In the 5th Century B.C., Athenian General Thucydides wrote, “We must remember that one man is much the same as another, and that he is best who is trained in the severest school.” In the time of Thucydides, however, the severest schools could be opened and operated on the cheap.
Today, operating “severe schools” for America’s commandos - Army Special Forces, Navy SEALs, Marine Force Recon, -Air Force pararescuemen, and others - is extremely expensive, as is equipping and fielding those schools’ newly-minted commandos. Yet those schools and the special operators who pass through them are more necessary in terms of U.S. national defense than they have ever been. That’s not likely to change.
American special operations forces have a long, evolving history stretching back well over 300 years to King Philip’s War and Captain Benjamin Church’s Colonial Rangers. Special operations forces in some form or fashion have participated in every American war and military expedition since, and the operational importance of those forces has been ratcheted-up during specific periods in our history.
During World War II, for example, Marine Raiders, Navy underwater demolition teams, Army Rangers, paratroopers, pathfinders, and other snake-eating sorts all played key roles in larger conventional operations - primarily landings - of U.S. forces in the Pacific and European theaters. Unconventional warriors served in Korea. During the Vietnam War, Army Special Forces (Green Berets) and Navy SEAL (Sea, Air, Land) Teams began kindling a new era in special warfare and, with it, a new mystique surrounding the American special operator. And U.S. special operations capabilities expanded dramatically in the wake of the disastrously aborted hostage rescue mission in the Iranian desert, 1980.
In 1987, the U.S. Special Operations Command (SOCOM) - a Unified Combatant Command including special operations assets from the Army, Navy, and Air Force - was activated (For cultural reasons, the Marine Corps did not become an official member of SOCOM until 2005). But it was in the days and weeks following the terrorist attacks of September 11, 2001 that SOCOM took on a newfound sense of importance and independence, and a planned expansion that will only increase as we press forward in the global war on terror.
Numbering just over 50,000 personnel (including special operators and non-SpecOps support troops), SOCOM today is present and operating on practically every level and on every front in the global war on terror. In fact, many of our traditionally trained conventional forces are currently receiving training in special operations as the combination of asymmetrical warfare, counterterrorism, and counterinsurgencies, as well as America’s growing commitments around the world have literally changed the way we deploy and fight.
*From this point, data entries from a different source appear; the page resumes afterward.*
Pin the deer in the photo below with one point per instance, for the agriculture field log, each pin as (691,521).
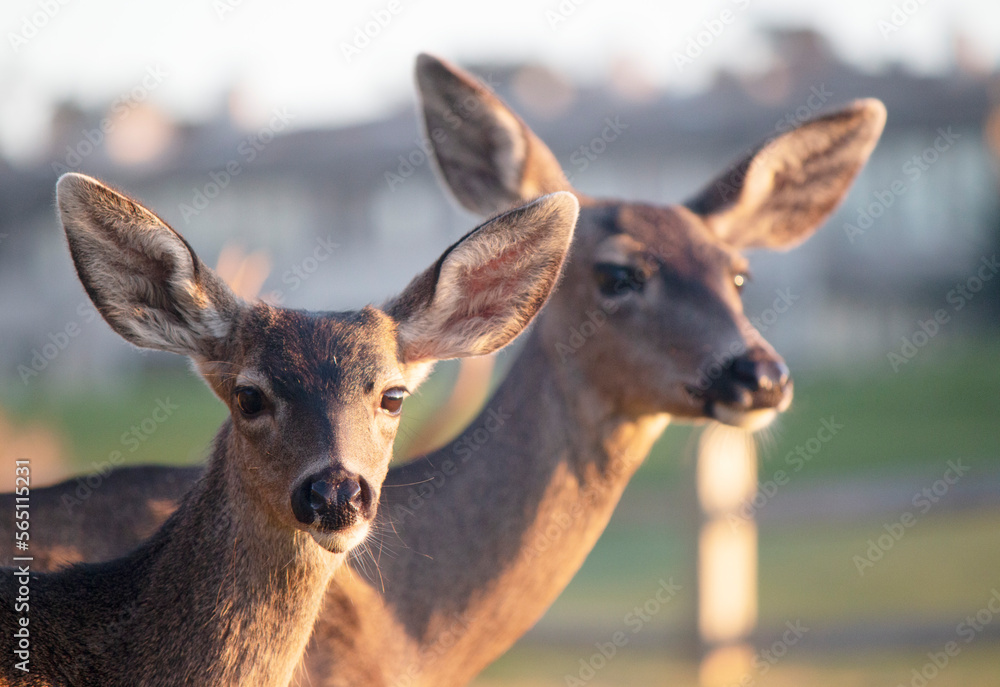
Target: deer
(568,426)
(227,590)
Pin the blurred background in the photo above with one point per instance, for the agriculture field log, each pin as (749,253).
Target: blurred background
(282,141)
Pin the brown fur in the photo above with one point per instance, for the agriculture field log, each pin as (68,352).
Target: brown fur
(227,590)
(474,566)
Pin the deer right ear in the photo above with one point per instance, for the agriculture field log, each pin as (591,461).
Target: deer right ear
(777,196)
(488,157)
(489,285)
(143,277)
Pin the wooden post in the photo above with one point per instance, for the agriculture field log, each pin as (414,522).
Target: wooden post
(727,555)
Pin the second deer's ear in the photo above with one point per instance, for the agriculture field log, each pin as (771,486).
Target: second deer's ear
(143,277)
(777,196)
(488,157)
(488,287)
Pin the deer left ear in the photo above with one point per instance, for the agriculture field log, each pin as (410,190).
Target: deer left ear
(488,287)
(779,195)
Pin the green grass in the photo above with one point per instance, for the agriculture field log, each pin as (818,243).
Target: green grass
(943,405)
(975,666)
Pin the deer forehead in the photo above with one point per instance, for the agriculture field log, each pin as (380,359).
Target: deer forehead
(671,234)
(319,357)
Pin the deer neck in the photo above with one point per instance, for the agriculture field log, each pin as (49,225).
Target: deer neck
(497,524)
(219,595)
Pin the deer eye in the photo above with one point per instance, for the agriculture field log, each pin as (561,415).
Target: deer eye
(249,400)
(392,401)
(617,280)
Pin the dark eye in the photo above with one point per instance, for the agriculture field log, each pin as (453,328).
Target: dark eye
(740,280)
(249,400)
(392,401)
(617,280)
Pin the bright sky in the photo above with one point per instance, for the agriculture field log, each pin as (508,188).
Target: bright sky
(292,54)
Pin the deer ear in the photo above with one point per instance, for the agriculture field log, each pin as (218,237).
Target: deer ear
(488,286)
(488,157)
(143,277)
(777,196)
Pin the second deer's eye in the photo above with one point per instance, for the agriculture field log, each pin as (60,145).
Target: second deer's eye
(617,280)
(392,401)
(249,400)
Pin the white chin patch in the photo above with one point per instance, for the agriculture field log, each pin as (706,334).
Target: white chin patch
(750,420)
(341,542)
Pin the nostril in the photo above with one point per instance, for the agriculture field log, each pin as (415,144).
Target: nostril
(783,373)
(749,373)
(322,494)
(349,494)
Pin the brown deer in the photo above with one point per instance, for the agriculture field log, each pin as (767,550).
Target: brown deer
(475,515)
(227,590)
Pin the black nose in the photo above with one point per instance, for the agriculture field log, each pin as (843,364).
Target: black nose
(758,372)
(331,499)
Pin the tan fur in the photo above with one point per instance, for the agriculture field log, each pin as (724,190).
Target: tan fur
(227,590)
(473,563)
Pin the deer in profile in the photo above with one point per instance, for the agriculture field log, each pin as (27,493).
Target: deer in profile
(227,590)
(666,279)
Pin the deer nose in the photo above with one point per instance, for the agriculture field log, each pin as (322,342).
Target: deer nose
(331,499)
(756,372)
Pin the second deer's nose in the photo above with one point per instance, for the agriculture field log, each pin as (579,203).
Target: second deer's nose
(755,372)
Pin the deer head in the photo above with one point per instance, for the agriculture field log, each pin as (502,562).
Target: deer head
(660,284)
(314,397)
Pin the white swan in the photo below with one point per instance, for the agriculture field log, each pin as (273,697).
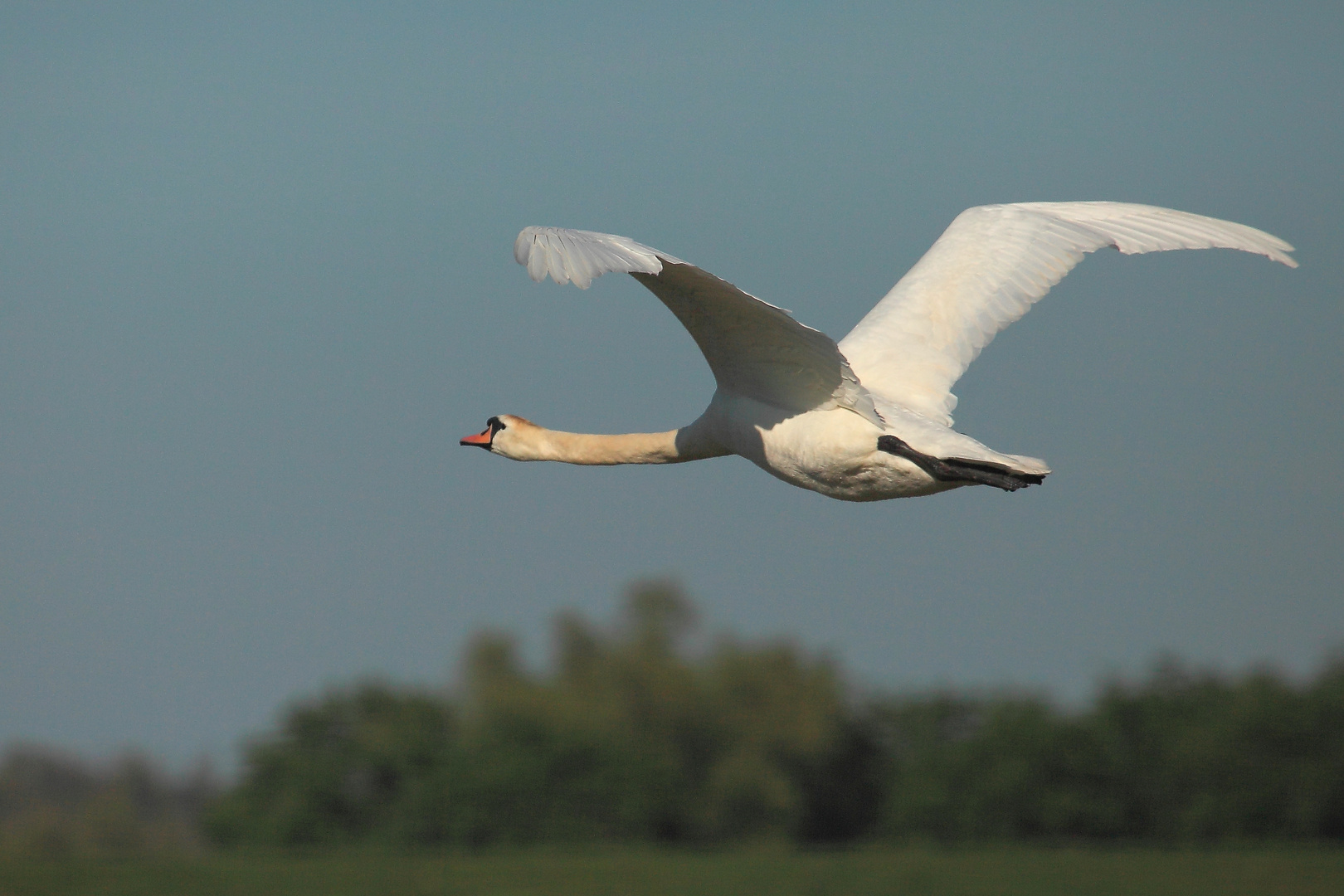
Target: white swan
(869,418)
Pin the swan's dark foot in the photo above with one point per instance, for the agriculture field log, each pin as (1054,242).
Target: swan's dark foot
(956,469)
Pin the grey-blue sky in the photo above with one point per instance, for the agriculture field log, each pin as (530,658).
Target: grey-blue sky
(256,280)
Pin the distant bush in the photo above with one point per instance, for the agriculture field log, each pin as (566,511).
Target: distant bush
(1176,758)
(56,806)
(628,739)
(643,733)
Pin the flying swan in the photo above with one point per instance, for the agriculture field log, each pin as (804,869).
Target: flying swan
(869,418)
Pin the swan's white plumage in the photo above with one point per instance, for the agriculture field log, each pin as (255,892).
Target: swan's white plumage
(988,269)
(786,391)
(580,256)
(753,348)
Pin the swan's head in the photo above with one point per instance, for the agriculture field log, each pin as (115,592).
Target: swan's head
(507,436)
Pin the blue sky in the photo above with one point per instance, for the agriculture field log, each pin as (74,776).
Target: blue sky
(256,280)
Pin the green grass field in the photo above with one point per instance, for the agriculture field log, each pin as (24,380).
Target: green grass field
(635,872)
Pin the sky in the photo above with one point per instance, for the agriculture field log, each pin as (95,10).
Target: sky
(257,280)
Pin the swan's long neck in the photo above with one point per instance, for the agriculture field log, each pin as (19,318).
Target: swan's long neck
(533,442)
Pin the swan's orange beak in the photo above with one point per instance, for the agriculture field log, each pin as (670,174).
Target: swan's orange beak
(481,440)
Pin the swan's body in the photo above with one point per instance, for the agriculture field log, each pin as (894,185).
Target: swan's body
(869,418)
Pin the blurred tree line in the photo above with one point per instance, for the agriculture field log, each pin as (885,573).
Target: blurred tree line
(635,737)
(645,733)
(56,805)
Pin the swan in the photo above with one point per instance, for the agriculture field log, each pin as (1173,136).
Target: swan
(869,418)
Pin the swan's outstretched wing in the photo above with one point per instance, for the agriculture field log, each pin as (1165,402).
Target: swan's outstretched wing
(753,348)
(986,271)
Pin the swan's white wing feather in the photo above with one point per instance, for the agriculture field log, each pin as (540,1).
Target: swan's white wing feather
(753,348)
(580,256)
(986,270)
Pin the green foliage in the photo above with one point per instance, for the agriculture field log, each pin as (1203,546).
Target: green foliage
(58,806)
(647,733)
(631,738)
(1176,758)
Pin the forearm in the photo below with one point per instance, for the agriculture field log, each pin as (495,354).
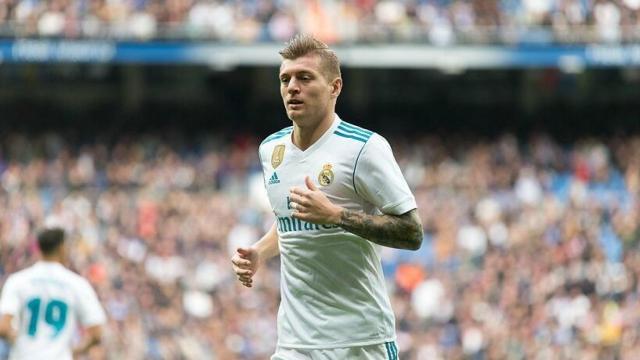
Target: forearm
(396,231)
(268,246)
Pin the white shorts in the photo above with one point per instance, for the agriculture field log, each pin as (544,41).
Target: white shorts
(385,351)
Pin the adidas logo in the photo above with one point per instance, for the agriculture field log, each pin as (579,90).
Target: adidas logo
(274,179)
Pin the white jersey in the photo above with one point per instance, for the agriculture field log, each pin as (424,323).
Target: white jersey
(48,301)
(332,285)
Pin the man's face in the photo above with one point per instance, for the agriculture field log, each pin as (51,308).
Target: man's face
(306,93)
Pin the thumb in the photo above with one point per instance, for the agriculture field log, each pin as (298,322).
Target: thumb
(244,252)
(310,184)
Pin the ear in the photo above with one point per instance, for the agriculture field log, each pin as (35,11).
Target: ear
(336,87)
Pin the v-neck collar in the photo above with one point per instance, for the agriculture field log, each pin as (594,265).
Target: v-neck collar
(320,141)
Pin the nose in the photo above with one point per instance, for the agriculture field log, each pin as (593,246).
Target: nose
(292,87)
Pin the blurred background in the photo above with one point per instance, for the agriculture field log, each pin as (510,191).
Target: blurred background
(515,122)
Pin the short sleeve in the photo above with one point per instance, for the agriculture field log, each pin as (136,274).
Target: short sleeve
(378,179)
(91,312)
(10,301)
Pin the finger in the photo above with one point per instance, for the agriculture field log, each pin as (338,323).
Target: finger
(244,272)
(242,263)
(301,200)
(310,185)
(298,191)
(244,252)
(300,215)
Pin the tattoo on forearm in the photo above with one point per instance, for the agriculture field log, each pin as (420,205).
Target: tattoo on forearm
(396,231)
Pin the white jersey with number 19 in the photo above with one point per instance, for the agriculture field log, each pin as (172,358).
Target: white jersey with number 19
(332,285)
(48,301)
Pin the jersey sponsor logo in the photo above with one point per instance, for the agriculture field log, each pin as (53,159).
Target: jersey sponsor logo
(277,156)
(289,223)
(326,175)
(274,179)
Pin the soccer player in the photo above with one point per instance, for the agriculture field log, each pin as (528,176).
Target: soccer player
(45,302)
(337,193)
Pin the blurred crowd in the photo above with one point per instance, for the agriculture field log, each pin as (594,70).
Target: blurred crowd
(439,22)
(530,249)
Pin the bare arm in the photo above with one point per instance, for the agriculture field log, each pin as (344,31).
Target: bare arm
(92,338)
(397,231)
(6,330)
(246,261)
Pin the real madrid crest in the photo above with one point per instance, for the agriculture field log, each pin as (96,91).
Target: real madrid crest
(277,156)
(326,175)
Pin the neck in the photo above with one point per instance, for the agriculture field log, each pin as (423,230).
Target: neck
(52,258)
(305,136)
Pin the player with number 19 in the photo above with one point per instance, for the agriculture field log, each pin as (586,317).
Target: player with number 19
(41,306)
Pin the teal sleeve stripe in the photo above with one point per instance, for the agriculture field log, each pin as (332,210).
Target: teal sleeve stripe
(284,131)
(276,136)
(350,136)
(354,127)
(355,166)
(355,132)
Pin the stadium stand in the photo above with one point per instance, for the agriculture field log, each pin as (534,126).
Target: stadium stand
(530,249)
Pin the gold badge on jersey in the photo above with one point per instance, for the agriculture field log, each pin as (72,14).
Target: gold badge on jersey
(277,156)
(326,175)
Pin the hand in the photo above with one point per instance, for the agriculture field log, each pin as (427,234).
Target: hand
(313,206)
(245,264)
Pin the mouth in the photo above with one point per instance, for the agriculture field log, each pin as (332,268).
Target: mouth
(295,103)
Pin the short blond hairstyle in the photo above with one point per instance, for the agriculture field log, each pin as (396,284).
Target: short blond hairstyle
(302,44)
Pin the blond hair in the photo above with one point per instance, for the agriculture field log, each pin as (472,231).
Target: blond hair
(302,44)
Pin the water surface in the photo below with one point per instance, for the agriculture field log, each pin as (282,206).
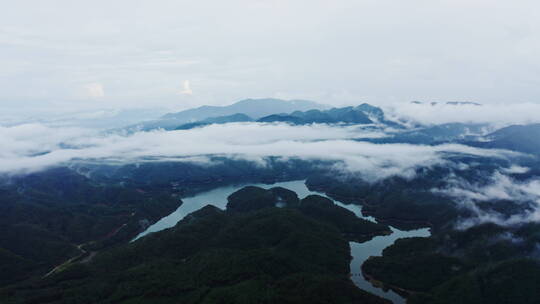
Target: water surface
(359,251)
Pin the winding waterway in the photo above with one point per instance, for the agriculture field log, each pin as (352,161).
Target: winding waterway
(359,251)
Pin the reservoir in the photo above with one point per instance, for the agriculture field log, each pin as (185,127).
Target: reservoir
(359,251)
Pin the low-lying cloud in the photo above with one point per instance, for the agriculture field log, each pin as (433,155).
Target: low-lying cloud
(500,187)
(29,148)
(498,114)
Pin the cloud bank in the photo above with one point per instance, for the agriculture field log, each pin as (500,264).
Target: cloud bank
(500,187)
(29,148)
(498,114)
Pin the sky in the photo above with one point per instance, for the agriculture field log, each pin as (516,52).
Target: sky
(65,56)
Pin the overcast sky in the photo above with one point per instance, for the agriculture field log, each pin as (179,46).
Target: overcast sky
(82,55)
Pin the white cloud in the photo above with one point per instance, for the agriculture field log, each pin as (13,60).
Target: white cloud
(501,114)
(186,90)
(22,151)
(94,90)
(499,187)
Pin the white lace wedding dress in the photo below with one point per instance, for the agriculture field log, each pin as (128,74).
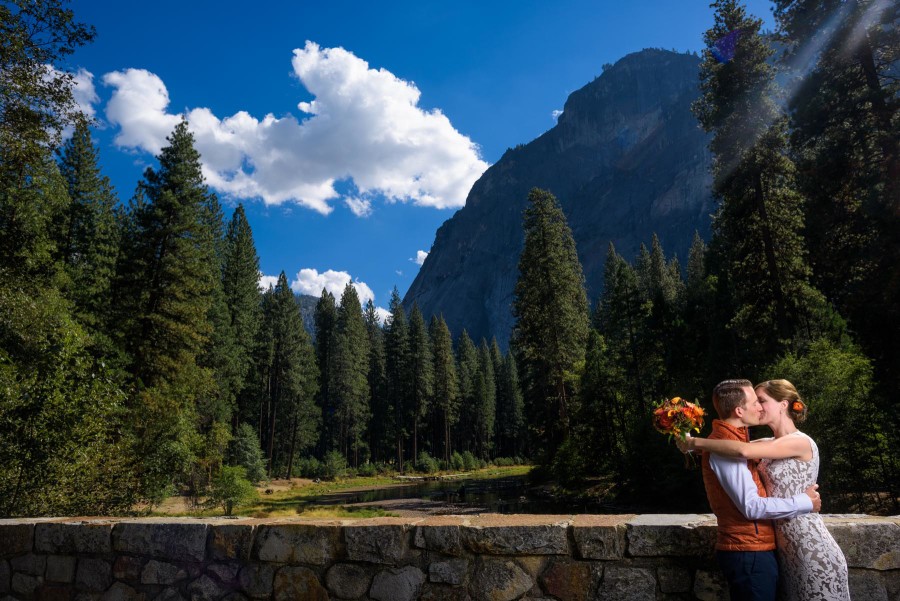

The problem will always be that training, equipping, and fielding special operations forces is expensive. For example, it costs well over $350,000 to train one Navy SEAL. Some special warfare experts tell me it costs an average of $1-million per year to keep one SEAL or similarly-trained operator overseas and “doing God’s work.” Moreover, the Pentagon is calling for 3,000 new commandos this year - not counting SOCOM support personnel - and a 10,000-man increase over the next five years without lessening the already rigorous training standards (SEAL candidates, for instance, are known to wash out of their Basic Underwater Demolition/SEAL training at a rate of 75-80 percent).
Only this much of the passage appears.